Are you using a vector database, some type of semantic search, a knowledge graph, a hypergraph?
https://huggingface.co/MongoDB/mdbr-leaf-ir
It ranks #1 on a bunch of leaderboards for models of its size. It can be used interchangeably with the model it has been distilled from (https://huggingface.co/Snowflake/snowflake-arctic-embed-m-v1...).
You can see an example comparing semantic (i.e., embeddings-based) search vs bm25 vs hybrid here: http://search-sensei.s3-website-us-east-1.amazonaws.com (warning! It will download ~50MB of data for the model weights and onnx runtime on first load, but should otherwise run smoothly even on a phone)
This mini app illustrates the advantage of semantic vs bm25 search. For instance, embedding models "know" that j lo refers to jennifer lopez.
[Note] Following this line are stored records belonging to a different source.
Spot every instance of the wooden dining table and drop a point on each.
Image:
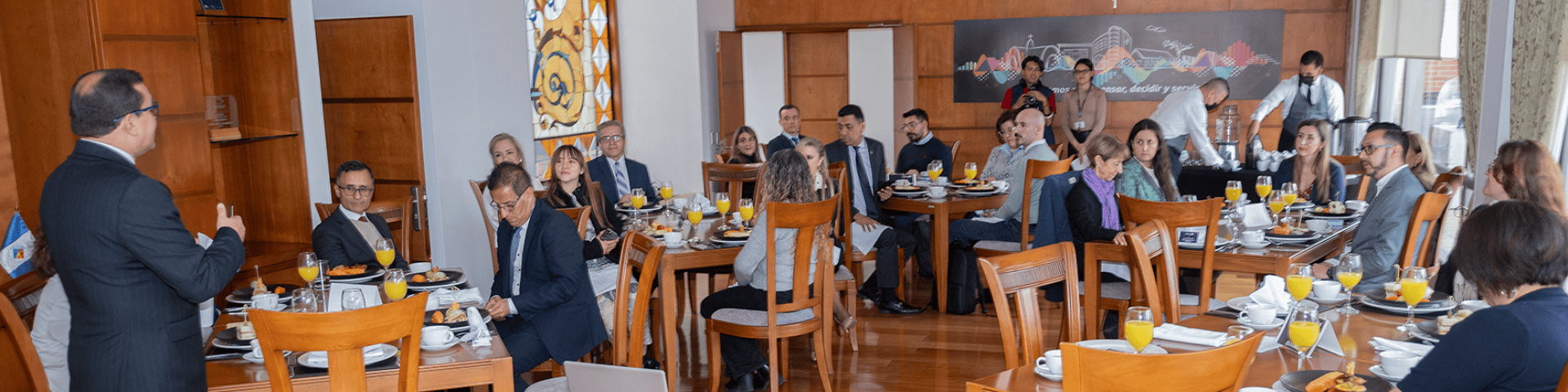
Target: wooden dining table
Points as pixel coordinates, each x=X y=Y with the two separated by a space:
x=1274 y=259
x=1267 y=366
x=942 y=211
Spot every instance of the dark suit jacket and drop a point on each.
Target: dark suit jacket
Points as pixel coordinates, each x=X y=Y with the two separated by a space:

We have also published the recipe to train this type of models if you were interested in doing so; we show that it can be done on relatively modest hardware and training data is very easy to obtain: https://arxiv.org/abs/2509.12539
These are very interesting models.
The tradeoff here is that you get even faster inference, but lose on retrieval accuracy [0].
Specifically, inference will be faster because essentially you are only doing tokenization + a lookup table + an average. So despite the fact that their largest model is 32M params, you can expect inference speeds to be higher than ours, which 23M params but it is transformer-based.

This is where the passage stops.